High expectations: Gather round, young’uns, while I tell you of a long-ago world where you could get a decent clerical or entry-level job with nothing more than a high school diploma. These days, many of those jobs require applicants to have a college or university degree or certificate. Employers might want to re-think this, and return to a model where new hires learn the job by actually doing it and get specialized training as they go.

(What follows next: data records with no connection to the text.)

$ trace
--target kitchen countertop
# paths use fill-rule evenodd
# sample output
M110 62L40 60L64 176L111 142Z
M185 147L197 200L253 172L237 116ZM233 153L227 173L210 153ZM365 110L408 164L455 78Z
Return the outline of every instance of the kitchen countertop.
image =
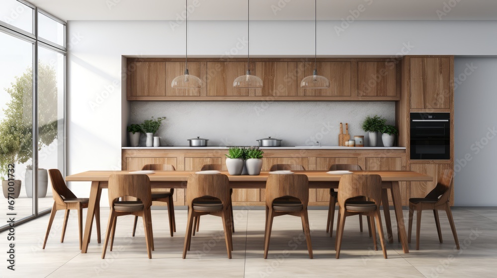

Bye-bye boomers: During the pandemic, a lot of people who were nearing retirement age anyway decided to collect their pensions (remember those?) early and leave the workforce, taking their skills and knowledge with them. That’s a big gap to fill.

Cost of living: Minimum wage in B.C. is now $15.65 an hour, but have you looked at the price of gas lately? Groceries? Utilities? Rent? Employees are looking for a wage that they can live on, not just subsist on.

How will all of this play out, and how long will it take? Who knows, is probably the answer. One thing I do know: we’ll all need a lot of patience for the foreseeable future.